On smaller sidelines, I am obsessing helplessly over Sia's Elastic Heart. I first watched it in the cold darkness of our living room as Pete was working on the hot tub and using the lamp. It blinded me. Just like the first video, Chandelier, it gave me this unsurpassable urge to dance - in the long dark empty wooden space of a dance hall. I've replaced it with driving fast and dreaming of diving into deep swathes of water. I hunger for deep waters to swim, to dive freely and swim against tough tides with my goggles and music. When will they create a waterproof sound system for swimmers? 

I dream of smoked salmon lunches, crystal blue sea and white sandy dunes to dive off boats, braided hair, good films, loud music and deep berry lips. 

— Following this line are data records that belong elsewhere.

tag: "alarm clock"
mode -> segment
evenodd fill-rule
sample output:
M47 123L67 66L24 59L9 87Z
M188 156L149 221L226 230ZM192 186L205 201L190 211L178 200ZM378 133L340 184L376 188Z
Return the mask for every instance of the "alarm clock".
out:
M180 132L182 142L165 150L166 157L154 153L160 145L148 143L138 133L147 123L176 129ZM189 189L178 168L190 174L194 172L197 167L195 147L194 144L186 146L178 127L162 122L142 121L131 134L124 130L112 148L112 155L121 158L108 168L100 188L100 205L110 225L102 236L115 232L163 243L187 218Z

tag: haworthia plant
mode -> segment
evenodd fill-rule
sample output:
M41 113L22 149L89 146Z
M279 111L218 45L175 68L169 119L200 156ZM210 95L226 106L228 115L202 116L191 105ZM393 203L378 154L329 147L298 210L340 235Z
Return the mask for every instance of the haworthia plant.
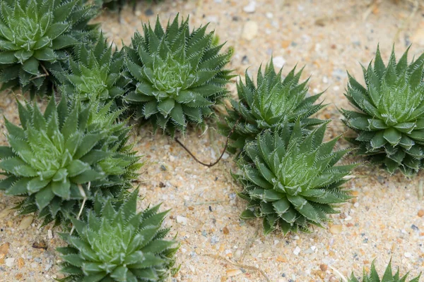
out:
M59 223L85 197L131 188L139 157L126 145L129 128L116 122L120 112L110 106L69 104L65 97L57 104L52 97L42 114L18 103L21 126L5 121L10 146L0 147L0 190L25 197L22 213L39 212L45 223Z
M165 240L160 205L136 212L138 190L124 200L98 197L86 219L73 219L76 233L61 234L64 281L167 281L177 269L178 245Z
M143 25L126 47L126 67L134 81L126 97L136 118L151 122L173 135L189 123L202 124L214 114L212 106L227 94L232 78L224 69L231 52L220 53L207 25L190 31L189 19L177 16L164 30L158 18L154 28Z
M88 24L96 13L82 0L2 0L0 90L49 92L65 51L97 36L96 25Z
M248 201L242 219L262 218L264 233L322 226L337 204L351 198L343 184L355 164L335 166L348 149L333 152L338 138L323 142L326 123L302 133L298 121L266 130L244 149L235 179Z
M365 85L350 75L346 97L357 111L343 109L345 123L357 133L348 140L358 154L407 176L424 157L424 54L408 63L408 50L396 63L394 50L385 66L377 48L374 63L363 67Z

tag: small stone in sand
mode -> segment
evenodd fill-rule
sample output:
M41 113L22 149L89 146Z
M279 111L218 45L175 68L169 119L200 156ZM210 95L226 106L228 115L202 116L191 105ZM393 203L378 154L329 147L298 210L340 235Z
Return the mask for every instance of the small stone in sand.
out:
M243 11L246 13L254 13L256 11L256 1L251 1L249 4L243 8Z
M258 34L259 26L256 22L249 20L245 23L242 37L246 40L252 40Z
M10 244L8 243L5 243L4 244L0 245L0 254L7 255L8 253L8 247Z
M228 228L227 228L227 226L225 226L223 228L223 232L224 235L230 234L230 231L228 230Z
M22 257L18 259L18 267L21 269L25 265L25 262Z
M19 229L26 229L30 227L33 223L33 220L34 220L34 216L28 216L22 219L20 224L19 224Z
M285 60L281 56L277 56L273 59L273 63L276 68L281 68L285 63Z
M15 258L9 257L8 259L6 259L6 266L8 267L12 267L13 264L15 264Z
M293 254L295 255L298 255L300 253L300 248L298 246L296 246L295 250L293 251Z
M338 234L341 233L343 230L343 226L341 225L333 225L330 227L330 232L332 234Z
M187 218L185 216L177 216L177 222L182 225L187 225Z
M227 276L228 277L235 276L242 274L243 272L240 269L228 269L227 270Z

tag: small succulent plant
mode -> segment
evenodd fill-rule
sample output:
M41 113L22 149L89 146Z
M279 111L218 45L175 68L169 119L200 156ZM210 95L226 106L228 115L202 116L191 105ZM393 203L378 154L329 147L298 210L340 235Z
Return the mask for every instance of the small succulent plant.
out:
M0 2L1 90L20 86L32 97L51 90L51 73L67 59L65 51L97 33L95 25L88 25L96 11L81 1Z
M126 49L134 82L126 101L136 118L171 135L212 116L211 106L225 96L232 77L223 69L231 51L220 54L223 44L216 44L213 32L206 33L207 25L191 32L189 20L179 25L178 19L168 22L165 30L158 18L154 30L144 25L144 37L136 33L132 49Z
M408 278L408 274L406 274L404 276L401 277L399 275L399 269L396 274L393 275L391 261L386 268L386 271L383 274L383 277L380 278L377 270L375 269L374 262L372 262L372 264L371 264L371 271L370 274L366 274L364 270L363 278L362 281L363 282L407 282L406 279ZM421 275L420 274L417 277L410 280L409 282L419 282L420 276ZM359 280L355 277L353 274L352 274L352 276L348 279L348 282L359 282Z
M374 66L363 69L365 86L348 75L346 97L360 111L342 110L345 123L358 133L347 138L360 154L382 164L391 173L410 176L424 157L424 54L408 63L408 50L396 63L392 51L384 66L377 48Z
M57 249L64 281L165 281L175 270L178 245L161 227L167 211L137 213L138 192L118 202L98 197L86 221L72 219L77 235L61 234L69 246Z
M123 63L122 52L114 50L101 34L91 48L77 46L69 61L69 73L57 75L70 99L107 102L117 100L125 92L129 81L122 75Z
M334 166L348 150L332 152L338 138L322 142L326 123L307 133L299 121L290 128L266 130L248 143L234 175L249 201L241 218L263 218L265 234L277 226L284 233L321 226L337 213L335 204L351 198L341 185L355 164Z
M45 223L59 223L84 195L131 187L139 157L126 145L129 128L115 121L120 113L110 106L69 106L65 97L57 104L52 97L43 115L18 103L22 127L5 121L10 147L0 147L6 175L0 190L25 197L18 205L23 214L39 211Z
M237 83L239 101L231 100L232 109L228 109L226 124L220 124L225 135L234 128L228 152L240 154L261 131L284 123L293 124L300 119L302 128L311 129L324 122L310 118L324 106L314 104L321 94L307 97L308 80L299 84L302 70L296 73L295 68L283 79L282 70L276 73L271 59L264 73L259 68L257 87L246 72L245 84L241 80Z

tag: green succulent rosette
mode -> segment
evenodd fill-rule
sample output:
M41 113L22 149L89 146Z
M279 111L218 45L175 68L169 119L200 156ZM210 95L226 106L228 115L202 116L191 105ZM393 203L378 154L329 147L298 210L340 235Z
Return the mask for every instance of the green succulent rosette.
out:
M326 123L302 133L298 121L266 130L244 149L235 180L248 201L244 219L262 218L264 233L279 228L285 234L322 226L335 205L351 198L343 184L355 164L336 166L348 149L333 152L338 137L323 142Z
M6 120L10 146L0 147L0 190L25 197L21 213L38 212L44 223L75 214L84 198L131 188L139 157L126 145L129 128L111 104L69 104L54 97L42 114L18 102L21 126Z
M166 281L178 245L165 240L160 205L136 212L138 190L122 201L98 197L86 219L72 219L76 234L61 234L64 281Z
M223 68L231 51L220 54L223 44L206 32L207 25L190 32L188 19L180 25L178 18L165 30L158 18L154 29L143 25L144 35L136 33L132 48L126 48L134 81L126 102L136 118L171 135L213 116L212 106L225 97L232 77Z
M20 87L33 97L51 92L52 73L61 69L70 47L97 36L88 25L97 10L82 0L2 0L0 2L0 90Z
M374 64L363 67L365 85L350 75L346 94L358 111L342 110L357 133L346 138L358 153L390 173L416 173L424 157L424 54L408 63L408 50L396 63L394 50L385 66L377 48Z
M220 124L225 135L233 130L229 152L238 156L245 145L254 140L261 132L285 123L293 125L300 120L301 126L310 130L324 122L310 118L324 106L314 104L321 94L307 96L308 80L299 82L302 70L296 73L294 68L283 78L283 70L276 73L271 59L264 73L259 68L257 86L246 72L245 83L240 80L237 85L238 101L231 99L232 109L227 109L225 123Z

I've been having strange, vivid dreams for a while now. Waking inbetween pillows and dark towns. So has Pete, and we lie closed-eyed telling stories of our dreams that, as we speak them, roll out into laughter at how silly they are. Curious how dreams seem so plausible when we are stuck in them. It makes the Matrix theory appealing - that we believe what we believe only because we don't question to believe it. But I have always been guilty of overthinking: And as I stand here, pausing to stir the peppers and turn the pork, life just seems about right.